I am trying to add Turkic Machine Translation dataset that is introduced by this paper and stored in there to be able to use it easily. I downloaded all sets and using this script to pre-process:
import os
from tqdm.notebook import tqdm
from datasets import Dataset, DatasetDict
lang_combs = set()
splits = ['train', 'dev', 'test/bible', 'test/ted', 'test/x-wmt']
for split in splits:
lang_combs.update(os.listdir(split))
lang_combs = sorted(list(lang_combs))
datasets = {}
for lang_comb in tqdm(lang_combs):
dataset = {}
for split in splits:
split_data = {"translation": []}
src_lang, tgt_lang = lang_comb.split('-')
src_file = os.path.join(split, lang_comb, f"{src_lang}-{tgt_lang}.{src_lang}")
tgt_file = os.path.join(split, lang_comb, f"{src_lang}-{tgt_lang}.{tgt_lang}")
if os.path.exists(src_file) and os.path.exists(tgt_file):
with open(src_file, 'r') as src, open(tgt_file, 'r') as tgt:
src_sents = [line.strip() for line in src.readlines()]
tgt_sents = [line.strip() for line in tgt.readlines()]
for src_sent, tgt_sent in zip(src_sents, tgt_sents):
split_data["translation"].append({
src_lang: src_sent,
tgt_lang: tgt_sent
})
split = split.replace('/', '-')
dataset[split] = Dataset.from_dict(split_data)
dataset_dict = DatasetDict(dataset)
datasets[lang_comb] = dataset_dict
final_dataset = DatasetDict(datasets)
Then, when I tried to push it to the Hub, I am getting this error:
TypeError: Values in DatasetDict should be of type Dataset but got type ‘<class ‘datasets.dataset_dict.DatasetDict’>’
The authors of original paper have Turkic X-WMT dataset but this generated from script (turkic_xwmt.py).

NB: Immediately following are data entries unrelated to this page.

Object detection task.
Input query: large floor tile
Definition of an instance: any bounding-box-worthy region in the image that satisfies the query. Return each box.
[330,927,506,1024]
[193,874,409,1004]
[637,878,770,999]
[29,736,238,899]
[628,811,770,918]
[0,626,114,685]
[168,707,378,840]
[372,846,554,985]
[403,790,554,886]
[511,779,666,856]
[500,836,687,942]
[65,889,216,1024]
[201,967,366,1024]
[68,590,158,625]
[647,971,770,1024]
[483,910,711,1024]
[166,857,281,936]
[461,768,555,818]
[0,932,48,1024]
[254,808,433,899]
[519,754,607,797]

And what is the difference between pushing it in parquet files and writing script. As far as I know, it is suitable for the datasets that is accessible via an API. So, how can I solve this?
What you have is a dataset with multiple configurations. Each language combination is a different configuration and I suspect that the upload function still does not support pushing multiple configurations programmatically at the same time.
Thank you for your response, but I think the problem doesn’t solve with this. What I believe is the problem is that I am trying to push dataset that consisted of 405 DatasetDicts that each has train, dev and testDatasets. You see the error message?
TypeError: Values in DatasetDict should be of type Dataset but got type ‘<class ‘datasets.dataset_dict.DatasetDict’>’
Other translation datasets is created not by pushing all the datasets to the Hub but creating wrapper for original source. So, how can I push this dataset to the hub as parquet files or make a wrapper from Google Drive?